Les deux finalistes de la compétition présidentielle étaient des vieux routiers de la politique du Guatemala : Sandra Torres en était à sa troisième tentative et Alejandro Giammattei briguait pour la quatrième fois un mandat présidentiel. L’ancienne juge anti-corruption Thelma Aldana, qui aurait pu répondre aux aspirations au changement, a été écartée de la compétition. Accusée d’avoir recruté un stagiaire pour un emploi fictif, sous le coup d’un mandat d’arrêt international, elle a pris le chemin de l’exil.
Les Guatémaltèques ont été échaudés par le président sortant Jimmy Morales : ils pensaient renouveler la classe politique en élisant en 2015 cet humoriste de la télévision sans aucune expérience du pouvoir… Las, le bateleur finit son unique mandat de quatre ans sous le coup d’une enquête pour financement illégal de campagne électorale.
Pacte migratoire imposé par Trump
La corruption qui gangrène le Guatemala et le pacte migratoire humiliant imposé par Donald Trump ont dominé la campagne électorale en vue du second tour. Les deux candidats ont assuré qu’ils lutteront contre la corruption. Cette volonté affirmée se heurte cependant au scepticisme de leurs opposants et des analystes, d’autant que Mme Torres et M. Giammattei ont annoncé vouloir se passer de l’aide de la CICIG, la mission anticorruption de l’ONU, déclarée indésirable pour avoir mis en accusation le président sortant.
A la préoccupation lancinante du combat contre la corruption, est récemment venue s’ajouter l’humiliation d’un pacte migratoire arraché par Donald Trump. Malgré le tollé soulevé au Guatemala par cet accord aux termes flous et conclu dans l’opacité, les deux candidats se sont montrés d’une grande prudence dans leurs commentaires et quant à leurs intentions. Selon la Maison-Blanche, cet Etat est dorénavant considéré comme un « pays tiers sûr » auprès duquel les demandeurs d’asile devront effectuer leurs premières démarches.
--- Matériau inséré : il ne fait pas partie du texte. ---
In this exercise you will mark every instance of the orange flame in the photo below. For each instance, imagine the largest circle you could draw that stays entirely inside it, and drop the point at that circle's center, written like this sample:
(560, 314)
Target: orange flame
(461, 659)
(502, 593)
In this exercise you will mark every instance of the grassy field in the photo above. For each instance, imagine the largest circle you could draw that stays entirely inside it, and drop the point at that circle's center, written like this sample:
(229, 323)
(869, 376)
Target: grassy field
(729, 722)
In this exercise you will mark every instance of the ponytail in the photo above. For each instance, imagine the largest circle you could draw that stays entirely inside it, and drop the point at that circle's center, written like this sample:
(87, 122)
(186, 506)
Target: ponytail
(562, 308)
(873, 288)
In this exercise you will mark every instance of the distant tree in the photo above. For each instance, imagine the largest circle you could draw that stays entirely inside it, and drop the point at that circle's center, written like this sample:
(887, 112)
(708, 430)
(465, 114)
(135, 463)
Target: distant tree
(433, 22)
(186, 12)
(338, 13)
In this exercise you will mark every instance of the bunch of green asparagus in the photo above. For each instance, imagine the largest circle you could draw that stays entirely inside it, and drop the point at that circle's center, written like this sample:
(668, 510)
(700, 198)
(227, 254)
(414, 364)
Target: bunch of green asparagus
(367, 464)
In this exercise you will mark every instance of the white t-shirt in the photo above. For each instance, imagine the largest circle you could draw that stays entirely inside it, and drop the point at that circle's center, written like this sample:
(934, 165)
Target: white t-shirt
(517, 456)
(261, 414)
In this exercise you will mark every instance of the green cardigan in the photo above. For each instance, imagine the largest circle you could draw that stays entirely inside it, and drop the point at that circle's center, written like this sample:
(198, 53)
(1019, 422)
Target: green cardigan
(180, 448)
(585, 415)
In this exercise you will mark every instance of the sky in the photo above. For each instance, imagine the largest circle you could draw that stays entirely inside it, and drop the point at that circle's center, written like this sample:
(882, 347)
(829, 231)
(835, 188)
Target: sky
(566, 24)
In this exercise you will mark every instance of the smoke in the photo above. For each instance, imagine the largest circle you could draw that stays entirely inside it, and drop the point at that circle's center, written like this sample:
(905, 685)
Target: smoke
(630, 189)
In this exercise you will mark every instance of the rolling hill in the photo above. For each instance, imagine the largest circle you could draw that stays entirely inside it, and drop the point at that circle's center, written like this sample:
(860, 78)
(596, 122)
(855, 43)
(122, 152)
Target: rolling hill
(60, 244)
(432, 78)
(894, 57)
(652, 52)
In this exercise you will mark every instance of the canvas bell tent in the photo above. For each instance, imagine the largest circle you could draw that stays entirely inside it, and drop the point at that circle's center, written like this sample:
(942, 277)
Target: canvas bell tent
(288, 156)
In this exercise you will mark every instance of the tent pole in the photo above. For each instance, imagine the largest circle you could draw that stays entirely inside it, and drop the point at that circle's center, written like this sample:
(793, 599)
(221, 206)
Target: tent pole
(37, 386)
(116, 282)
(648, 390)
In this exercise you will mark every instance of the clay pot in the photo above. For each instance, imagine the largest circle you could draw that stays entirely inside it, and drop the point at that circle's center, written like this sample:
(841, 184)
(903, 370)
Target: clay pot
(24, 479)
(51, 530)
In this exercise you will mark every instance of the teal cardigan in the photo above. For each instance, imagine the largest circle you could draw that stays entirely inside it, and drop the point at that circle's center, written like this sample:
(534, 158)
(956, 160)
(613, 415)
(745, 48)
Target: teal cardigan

Pour nombre de responsables d’ONG, le Guatemala ne peut recevoir les migrants en route pour les Etats-Unis alors qu’il n’arrive même pas à subvenir aux besoins de sa propre population. En effet, 60% des 17,7 millions d’habitants vivent sous le seuil de pauvreté. Ce pays du « triangle nord » de l’Amérique centrale fournit lui-même, avec le Honduras et le Salvador voisins, un des plus gros contingents de candidats au « rêve américain » et qui se jettent sur les routes pour fuir la misère et la violence des gangs.